Title: The Triad Trial
Author Name & Publisher: Lauren E. Mitchell (Less Than Three Press)
Publication Date & Length: November 18, 2015 – 166 pgs
Jamie and Mez are in love—with each other, and also maybe a little bit with their housemate, Beth. When one housemate dies and the last leaves with no warning, the tentative relationship between the three begins to shift.
But life and love are easier behind the safety of four walls than beyond them, and hostile coworkers and an interfering, but well-meaning succubus may be more than the triad can handle. It’s a good thing they never actually expected this to be easy.
This was a difficult book for me to review, because I liked the storyline, and the characters, but there were several choices the author made that baffled me. First, there’s the point of view. I spent many years avoiding books written in first person. I don’t know why, really. Just knew that when I cracked open a book, no matter how much I wanted to read it, when I hit that first sentence (or however long it took to get to it) and saw that “I,” I immediately put the book down. It was jarring for me. Nowadays, I’ve learned to enjoy more and more books written this way, but that comes with caveats. Obviously, this book is written in first person, otherwise I wouldn’t have waxed so irritating about it. My problem here is that the pov shifts from person to person. There are four “main” characters in the book that we hear the story from. The author does a very good job of labeling, in the chapter headings, who is narrating for that chapter. But I don’t understand why there’s a shift in the first place. It would be an excellent literary device if each character had their own distinct voice. But really, this sounds like the same narrator from a different viewpoint. The pov switch was different, but could have been done in a way that was much more captivating.
The next thing I wasn’t sure about was Audrey’s character. I don’t understand why she was made a paranormal. It didn’t really add much to the story, because the only people who knew what she was were the other paranormals she dated, and herself. It may have explained her motivations for the things she did in the story, but it never really affected the story. So I feel that this was either a misfire, or a missed opportunity. And I’m not even sure all the deaths were integral to the story the author was telling. It seemed just to spread the focus more, making the book more a meandering journey, like Mitchell was trying to incorporate too many elements at the same time.
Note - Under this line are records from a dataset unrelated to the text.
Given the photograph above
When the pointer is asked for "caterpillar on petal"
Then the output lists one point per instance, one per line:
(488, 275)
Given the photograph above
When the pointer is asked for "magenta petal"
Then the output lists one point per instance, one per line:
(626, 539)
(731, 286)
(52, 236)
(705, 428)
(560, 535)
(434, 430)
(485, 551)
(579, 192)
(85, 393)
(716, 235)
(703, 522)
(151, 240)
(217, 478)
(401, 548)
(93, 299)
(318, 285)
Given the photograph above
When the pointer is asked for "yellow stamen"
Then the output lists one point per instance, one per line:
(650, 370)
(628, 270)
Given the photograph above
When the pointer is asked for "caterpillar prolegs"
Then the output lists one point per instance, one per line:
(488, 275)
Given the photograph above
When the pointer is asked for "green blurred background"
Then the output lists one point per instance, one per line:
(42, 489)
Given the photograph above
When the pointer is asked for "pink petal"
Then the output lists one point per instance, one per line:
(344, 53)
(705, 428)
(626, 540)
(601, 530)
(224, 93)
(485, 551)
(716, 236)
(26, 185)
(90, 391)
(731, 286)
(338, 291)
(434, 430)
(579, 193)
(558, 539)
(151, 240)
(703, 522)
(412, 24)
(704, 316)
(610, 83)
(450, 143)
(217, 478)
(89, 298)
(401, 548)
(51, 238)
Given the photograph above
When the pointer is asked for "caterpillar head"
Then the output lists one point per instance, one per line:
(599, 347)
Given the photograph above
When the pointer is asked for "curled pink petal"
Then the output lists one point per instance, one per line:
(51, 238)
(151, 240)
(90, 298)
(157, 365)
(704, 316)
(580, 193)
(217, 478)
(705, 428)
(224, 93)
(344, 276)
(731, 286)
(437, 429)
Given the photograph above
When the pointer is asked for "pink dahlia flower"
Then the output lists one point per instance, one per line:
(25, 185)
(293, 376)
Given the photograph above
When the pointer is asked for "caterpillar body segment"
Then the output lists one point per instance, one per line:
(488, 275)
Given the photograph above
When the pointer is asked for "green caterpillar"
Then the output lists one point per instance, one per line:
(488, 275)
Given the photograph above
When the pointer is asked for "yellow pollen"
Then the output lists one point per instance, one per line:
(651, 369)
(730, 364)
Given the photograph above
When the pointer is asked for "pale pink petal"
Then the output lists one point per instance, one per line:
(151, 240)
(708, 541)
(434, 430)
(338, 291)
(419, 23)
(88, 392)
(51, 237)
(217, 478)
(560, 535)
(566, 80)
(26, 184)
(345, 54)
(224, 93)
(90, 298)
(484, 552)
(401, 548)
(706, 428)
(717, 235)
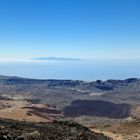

The last thing that made me think hard about my rating was actually the lack of sex in the story. I’m not saying that I needed blow-by-blow descriptions of sex scenes. But truthfully, I couldn’t tell when they moved their relationships into sexual ones. That’s a pretty core plot point when you’re talking about a polyamorous relationship. The whole start of sex between Beth and the two in the established relationship, Mez and Jamie, whether singly or all of them together, was very ambiguous, and it made it difficult to understand where relationship strains were happening in regards to attention and jealousy. I feel that this again was something skipped over by the author.
All in all, I enjoyed the story. I just feel it could have been better if it were more focused on how the three principles integrated their lives and feelings together into a working whole.